Using a MySQL-compatible database as a source for AWS DMS - AWS Database Migration Service

Using a MySQL-compatible database as a source for AWS DMS

You can migrate data from any MySQL-compatible database (MySQL, MariaDB, or Amazon Aurora MySQL) using AWS Database Migration Service.

For information about versions of MySQL that AWS DMS supports as a source, see Sources for AWS DMS.

You can use SSL to encrypt connections between your MySQL-compatible endpoint and the replication instance. For more information on using SSL with a MySQL-compatible endpoint, see Using SSL with AWS Database Migration Service.

In the following sections, the term "self-managed" applies to any database that is installed either on-premises or on Amazon EC2. The term "AWS-managed" applies to any database on Amazon RDS, Amazon Aurora, or Amazon S3.

For additional details on working with MySQL-compatible databases and AWS DMS, see the following sections.

Migrating from MySQL to MySQL using AWS DMS

For a heterogeneous migration, where you are migrating from a database engine other than MySQL to a MySQL database, AWS DMS is almost always the best migration tool to use. But for a homogeneous migration, where you are migrating from a MySQL database to a MySQL database, we recommend that you use a homogeneous data migrations migration project. homogeneous data migrations uses native database tools to provide an improved data migration performance and accuracy when compared to AWS DMS.

Using any MySQL-compatible database as a source for AWS DMS

Before you begin to work with a MySQL database as a source for AWS DMS, make sure that you have the following prerequisites. These prerequisites apply to either self-managed or AWS-managed sources.

You must have an account for AWS DMS that has the Replication Admin role. The role needs the following privileges:

  • REPLICATION CLIENT – This privilege is required for CDC tasks only. In other words, full-load-only tasks don't require this privilege.

  • REPLICATION SLAVE – This privilege is required for CDC tasks only.
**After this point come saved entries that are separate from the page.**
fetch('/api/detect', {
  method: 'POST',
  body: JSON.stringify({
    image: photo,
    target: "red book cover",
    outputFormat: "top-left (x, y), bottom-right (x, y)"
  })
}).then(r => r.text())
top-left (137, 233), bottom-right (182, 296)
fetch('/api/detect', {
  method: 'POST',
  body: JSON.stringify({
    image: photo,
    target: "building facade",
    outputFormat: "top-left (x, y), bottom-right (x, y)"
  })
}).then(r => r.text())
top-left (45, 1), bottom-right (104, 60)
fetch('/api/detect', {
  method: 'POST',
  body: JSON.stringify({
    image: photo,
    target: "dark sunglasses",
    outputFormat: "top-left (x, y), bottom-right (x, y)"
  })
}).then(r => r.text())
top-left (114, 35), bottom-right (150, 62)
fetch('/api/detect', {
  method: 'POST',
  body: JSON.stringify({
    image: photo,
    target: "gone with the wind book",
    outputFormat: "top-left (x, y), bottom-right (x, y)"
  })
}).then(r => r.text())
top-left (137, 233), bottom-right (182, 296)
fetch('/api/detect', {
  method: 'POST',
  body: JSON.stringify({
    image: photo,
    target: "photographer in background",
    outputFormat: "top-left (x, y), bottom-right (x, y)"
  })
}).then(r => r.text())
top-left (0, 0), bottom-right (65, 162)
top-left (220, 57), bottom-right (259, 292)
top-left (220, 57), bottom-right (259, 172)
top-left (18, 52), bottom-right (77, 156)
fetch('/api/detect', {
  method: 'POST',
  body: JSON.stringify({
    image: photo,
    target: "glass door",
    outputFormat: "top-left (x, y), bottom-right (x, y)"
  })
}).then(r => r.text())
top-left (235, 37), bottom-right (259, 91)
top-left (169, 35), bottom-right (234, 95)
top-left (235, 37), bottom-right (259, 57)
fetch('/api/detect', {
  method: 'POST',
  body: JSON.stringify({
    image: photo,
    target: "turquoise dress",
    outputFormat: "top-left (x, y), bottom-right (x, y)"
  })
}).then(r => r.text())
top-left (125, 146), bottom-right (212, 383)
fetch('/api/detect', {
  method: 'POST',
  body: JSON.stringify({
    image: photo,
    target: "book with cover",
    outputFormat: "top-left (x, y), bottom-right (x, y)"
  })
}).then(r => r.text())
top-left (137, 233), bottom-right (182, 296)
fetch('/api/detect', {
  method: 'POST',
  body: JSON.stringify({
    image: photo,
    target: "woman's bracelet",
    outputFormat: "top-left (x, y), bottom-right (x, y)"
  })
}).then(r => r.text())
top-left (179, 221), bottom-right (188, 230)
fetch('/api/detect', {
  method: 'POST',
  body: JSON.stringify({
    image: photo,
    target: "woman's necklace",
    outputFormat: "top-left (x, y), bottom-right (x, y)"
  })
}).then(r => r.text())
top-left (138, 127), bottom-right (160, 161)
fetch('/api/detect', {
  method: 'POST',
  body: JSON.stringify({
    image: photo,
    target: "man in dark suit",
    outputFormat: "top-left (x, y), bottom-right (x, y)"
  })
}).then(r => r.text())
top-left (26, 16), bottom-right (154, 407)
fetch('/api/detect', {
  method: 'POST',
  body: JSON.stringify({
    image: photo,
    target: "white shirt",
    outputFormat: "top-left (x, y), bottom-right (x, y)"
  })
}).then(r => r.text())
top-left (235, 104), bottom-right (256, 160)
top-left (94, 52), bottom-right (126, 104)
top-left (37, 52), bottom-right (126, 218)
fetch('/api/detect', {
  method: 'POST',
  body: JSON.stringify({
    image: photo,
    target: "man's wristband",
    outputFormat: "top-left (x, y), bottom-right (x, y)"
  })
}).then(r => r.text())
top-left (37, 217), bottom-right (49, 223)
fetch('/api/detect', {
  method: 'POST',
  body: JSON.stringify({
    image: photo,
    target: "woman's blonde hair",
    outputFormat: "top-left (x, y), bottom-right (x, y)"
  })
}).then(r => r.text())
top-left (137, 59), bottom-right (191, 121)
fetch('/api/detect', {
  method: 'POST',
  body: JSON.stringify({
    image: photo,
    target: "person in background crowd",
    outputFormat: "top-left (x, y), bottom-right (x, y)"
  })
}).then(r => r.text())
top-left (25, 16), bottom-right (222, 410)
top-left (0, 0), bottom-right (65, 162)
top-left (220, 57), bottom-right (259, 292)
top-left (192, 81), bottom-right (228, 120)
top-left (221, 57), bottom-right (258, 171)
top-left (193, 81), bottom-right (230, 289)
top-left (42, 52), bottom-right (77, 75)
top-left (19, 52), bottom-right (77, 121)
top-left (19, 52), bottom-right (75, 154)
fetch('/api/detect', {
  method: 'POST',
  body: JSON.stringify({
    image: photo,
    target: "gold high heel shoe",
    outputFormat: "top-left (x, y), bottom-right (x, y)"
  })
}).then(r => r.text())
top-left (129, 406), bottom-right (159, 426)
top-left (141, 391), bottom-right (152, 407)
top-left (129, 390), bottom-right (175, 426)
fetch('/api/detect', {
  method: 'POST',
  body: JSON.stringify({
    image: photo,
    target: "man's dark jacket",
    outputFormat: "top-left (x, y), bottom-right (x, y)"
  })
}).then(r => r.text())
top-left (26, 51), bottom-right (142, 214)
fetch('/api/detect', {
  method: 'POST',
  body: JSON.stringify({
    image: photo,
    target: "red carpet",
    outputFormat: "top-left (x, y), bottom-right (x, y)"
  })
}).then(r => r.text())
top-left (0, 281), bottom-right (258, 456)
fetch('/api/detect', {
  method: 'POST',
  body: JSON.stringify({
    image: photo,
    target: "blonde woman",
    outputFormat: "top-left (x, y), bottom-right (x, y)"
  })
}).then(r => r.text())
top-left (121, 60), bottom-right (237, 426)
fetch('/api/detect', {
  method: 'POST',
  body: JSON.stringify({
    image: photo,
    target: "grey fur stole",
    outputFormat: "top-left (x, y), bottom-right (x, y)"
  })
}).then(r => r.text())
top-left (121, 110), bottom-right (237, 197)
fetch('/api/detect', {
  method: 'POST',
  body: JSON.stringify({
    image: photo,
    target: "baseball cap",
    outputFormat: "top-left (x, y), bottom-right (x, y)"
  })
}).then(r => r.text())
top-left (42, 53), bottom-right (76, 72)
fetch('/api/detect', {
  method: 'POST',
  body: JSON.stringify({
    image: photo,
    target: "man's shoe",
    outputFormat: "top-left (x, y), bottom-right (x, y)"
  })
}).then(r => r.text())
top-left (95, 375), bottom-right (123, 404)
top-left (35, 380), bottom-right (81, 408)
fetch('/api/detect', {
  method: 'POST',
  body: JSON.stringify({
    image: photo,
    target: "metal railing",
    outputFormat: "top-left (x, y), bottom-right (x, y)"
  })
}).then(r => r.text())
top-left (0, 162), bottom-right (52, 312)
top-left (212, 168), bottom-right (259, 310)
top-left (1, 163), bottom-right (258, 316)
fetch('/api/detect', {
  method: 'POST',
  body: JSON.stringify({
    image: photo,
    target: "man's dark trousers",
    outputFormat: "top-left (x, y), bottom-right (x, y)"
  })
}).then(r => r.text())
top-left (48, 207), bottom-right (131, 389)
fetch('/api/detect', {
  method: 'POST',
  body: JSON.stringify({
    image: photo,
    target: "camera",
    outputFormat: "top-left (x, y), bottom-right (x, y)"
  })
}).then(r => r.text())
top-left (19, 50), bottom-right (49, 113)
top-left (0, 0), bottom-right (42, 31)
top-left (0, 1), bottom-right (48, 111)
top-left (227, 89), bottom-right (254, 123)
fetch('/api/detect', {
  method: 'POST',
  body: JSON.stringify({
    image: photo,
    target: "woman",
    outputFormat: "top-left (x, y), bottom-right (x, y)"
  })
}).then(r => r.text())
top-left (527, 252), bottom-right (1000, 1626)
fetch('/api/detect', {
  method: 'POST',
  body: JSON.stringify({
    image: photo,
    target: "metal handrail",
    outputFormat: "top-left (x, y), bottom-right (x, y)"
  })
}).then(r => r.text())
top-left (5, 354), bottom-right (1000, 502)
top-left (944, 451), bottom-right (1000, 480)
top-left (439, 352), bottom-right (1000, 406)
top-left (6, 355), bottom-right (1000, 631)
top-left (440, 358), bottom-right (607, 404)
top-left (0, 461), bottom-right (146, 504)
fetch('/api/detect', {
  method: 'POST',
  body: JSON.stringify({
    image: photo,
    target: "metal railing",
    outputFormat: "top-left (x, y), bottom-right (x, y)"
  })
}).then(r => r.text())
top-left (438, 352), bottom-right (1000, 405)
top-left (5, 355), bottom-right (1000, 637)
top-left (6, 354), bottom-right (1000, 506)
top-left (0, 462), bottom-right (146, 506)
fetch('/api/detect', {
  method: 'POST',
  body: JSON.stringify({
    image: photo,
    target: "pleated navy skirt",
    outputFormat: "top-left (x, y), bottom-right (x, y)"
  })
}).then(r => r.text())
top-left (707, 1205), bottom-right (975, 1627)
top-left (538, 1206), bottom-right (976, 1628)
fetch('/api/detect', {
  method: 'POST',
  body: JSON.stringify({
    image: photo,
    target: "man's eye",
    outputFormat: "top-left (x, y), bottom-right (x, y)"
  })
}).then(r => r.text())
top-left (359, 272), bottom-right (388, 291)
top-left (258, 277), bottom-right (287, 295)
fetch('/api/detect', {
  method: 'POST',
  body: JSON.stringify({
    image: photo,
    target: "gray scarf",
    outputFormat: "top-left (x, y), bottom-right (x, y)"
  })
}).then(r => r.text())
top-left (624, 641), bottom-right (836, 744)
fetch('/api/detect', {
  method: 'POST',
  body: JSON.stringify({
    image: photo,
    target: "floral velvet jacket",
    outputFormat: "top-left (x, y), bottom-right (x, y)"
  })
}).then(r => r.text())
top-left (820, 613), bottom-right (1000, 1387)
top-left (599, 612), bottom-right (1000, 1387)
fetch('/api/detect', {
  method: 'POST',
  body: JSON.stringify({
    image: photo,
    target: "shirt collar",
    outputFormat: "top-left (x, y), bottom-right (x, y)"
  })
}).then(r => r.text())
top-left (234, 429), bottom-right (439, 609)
In other words, full-load-only tasks don't require this privilege.

  • SUPER – This privilege is required only in MySQL versions before 5.6.6.

The AWS DMS user must also have SELECT privileges for the source tables designated for replication.

Using a self-managed MySQL-compatible database as a source for AWS DMS

You can use the following self-managed MySQL-compatible databases as sources for AWS DMS:

  • MySQL Community Edition

  • MySQL Standard Edition

  • MySQL Enterprise Edition

  • MySQL Cluster Carrier Grade Edition

  • MariaDB Community Edition

  • MariaDB Enterprise Edition

  • MariaDB Column Store

To use CDC, make sure to enable binary logging. To enable binary logging, the following parameters must be configured in MySQL's my.ini (Windows) or my.cnf (UNIX) file.

Parameter

Value

server_id

Set this parameter to a value of 1 or greater.

log-bin

Set the path to the binary log file, such as log-bin=E:\MySql_Logs\BinLog. Don't include the file extension.

binlog_format

Set this parameter to ROW. We recommend this setting during replication because in certain cases when binlog_format is set to STATEMENT, it can cause inconsistency when replicating data to the target. The database engine also writes similar inconsistent data to the target when binlog_format is set to MIXED, because the database engine automatically switches to STATEMENT-based logging which can result in writing inconsistent data on the target database.

expire_logs_days

Set this parameter to a value of 1 or greater. To prevent overuse of disk space, we recommend that you don't use the default value of 0.

binlog_checksum

Set this parameter to NONE for DMS version 3.4.7 or prior.

binlog_row_image

Set this parameter to FULL.

log_slave_updates

Set this parameter to TRUE if you are using a MySQL or MariaDB read-replica as a source.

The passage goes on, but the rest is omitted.